Enhancing Performance on Seen and Unseen Dialogue Scenarios using Retrieval-Augmented End-to-End Task-Oriented System

Paper · arXiv 2308.08169 · Published August 16, 2023
RAGNatural Language Inference

“Task-oriented dialogue (TOD) systems play an important role in various applications, such as restaurant booking, alarm setting, and recommendations (Gao et al., 2018; Xie et al., 2022). These systems can be broadly categorized into two groups: pipeline-based dialogue systems and end-to-end dialogue systems. Pipeline-based dialogue systems consist of four separate modules: a natural language understanding (NLU) module to detect user intents, a dialogue state tracking (DST) module to track user belief states across dialogue turns, a dialogue management (DM) module to decide system actions based on dialogue states, and a natural language generation (NLG) module to generate natural-language responses. However, the pipeline based approach is annotation-intensive, prone to error propagation, and challenging to scale (Hosseini- Asl et al., 2020; Zhang et al., 2020; Feng et al., 2023).

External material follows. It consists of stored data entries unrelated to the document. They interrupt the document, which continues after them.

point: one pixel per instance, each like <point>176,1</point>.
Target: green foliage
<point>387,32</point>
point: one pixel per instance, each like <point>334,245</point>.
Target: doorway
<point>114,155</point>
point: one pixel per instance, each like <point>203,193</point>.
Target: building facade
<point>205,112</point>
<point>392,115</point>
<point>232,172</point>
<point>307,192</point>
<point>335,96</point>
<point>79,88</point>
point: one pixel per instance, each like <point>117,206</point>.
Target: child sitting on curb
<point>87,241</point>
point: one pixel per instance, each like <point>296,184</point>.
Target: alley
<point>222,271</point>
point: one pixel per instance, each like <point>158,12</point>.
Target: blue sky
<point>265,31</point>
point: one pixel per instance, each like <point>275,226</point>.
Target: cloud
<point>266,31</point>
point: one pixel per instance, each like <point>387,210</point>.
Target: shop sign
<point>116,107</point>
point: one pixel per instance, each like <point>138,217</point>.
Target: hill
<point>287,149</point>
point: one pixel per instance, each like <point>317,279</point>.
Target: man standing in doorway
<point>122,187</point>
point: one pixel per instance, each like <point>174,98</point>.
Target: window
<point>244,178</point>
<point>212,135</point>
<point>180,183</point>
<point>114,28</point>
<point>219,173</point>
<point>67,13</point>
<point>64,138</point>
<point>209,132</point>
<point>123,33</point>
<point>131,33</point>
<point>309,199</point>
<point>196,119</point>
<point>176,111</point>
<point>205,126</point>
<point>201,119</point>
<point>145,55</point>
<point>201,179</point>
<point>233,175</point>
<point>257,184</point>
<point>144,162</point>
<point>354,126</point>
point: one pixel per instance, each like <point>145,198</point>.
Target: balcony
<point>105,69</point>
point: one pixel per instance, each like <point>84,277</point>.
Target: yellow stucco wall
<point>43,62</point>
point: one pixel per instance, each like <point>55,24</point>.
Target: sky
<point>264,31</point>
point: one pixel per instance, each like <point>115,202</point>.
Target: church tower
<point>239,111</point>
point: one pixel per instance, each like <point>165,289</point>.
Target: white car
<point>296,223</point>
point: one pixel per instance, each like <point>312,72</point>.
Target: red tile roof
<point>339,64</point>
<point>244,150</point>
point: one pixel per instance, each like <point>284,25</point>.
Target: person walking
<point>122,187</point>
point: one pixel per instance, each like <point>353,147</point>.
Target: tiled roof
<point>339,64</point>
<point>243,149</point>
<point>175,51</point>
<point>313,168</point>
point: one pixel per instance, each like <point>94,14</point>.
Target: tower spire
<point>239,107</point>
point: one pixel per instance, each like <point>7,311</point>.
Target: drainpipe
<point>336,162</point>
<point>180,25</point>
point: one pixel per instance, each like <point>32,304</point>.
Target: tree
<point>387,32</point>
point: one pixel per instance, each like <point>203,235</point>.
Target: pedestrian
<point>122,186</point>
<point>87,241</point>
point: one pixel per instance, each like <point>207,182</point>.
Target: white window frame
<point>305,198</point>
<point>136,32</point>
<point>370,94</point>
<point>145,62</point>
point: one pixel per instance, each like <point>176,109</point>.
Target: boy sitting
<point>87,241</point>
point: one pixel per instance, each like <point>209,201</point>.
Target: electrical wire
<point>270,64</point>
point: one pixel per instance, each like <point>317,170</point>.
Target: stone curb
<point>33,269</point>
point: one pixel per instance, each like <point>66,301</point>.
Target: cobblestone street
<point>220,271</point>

Simultaneously, research on open-domain question answering and dialogue systems has explored the use of retrieval-augmented models. These models retrieve relevant information from a passage, database, APIs, etc., and incorporate it into the generation process, improving answer quality or dialogue responses (Karpukhin et al., 2020; Izacard and Grave, 2021; Dinan et al., 2018; Lewis et al., 2020b; Shuster et al., 2021). Inspired by these ideas, we combine both worlds and propose an end-to-end TOD framework with a retrieval system that addresses the challenge of handling both existing and zero-shot unseen dialogue scenarios.”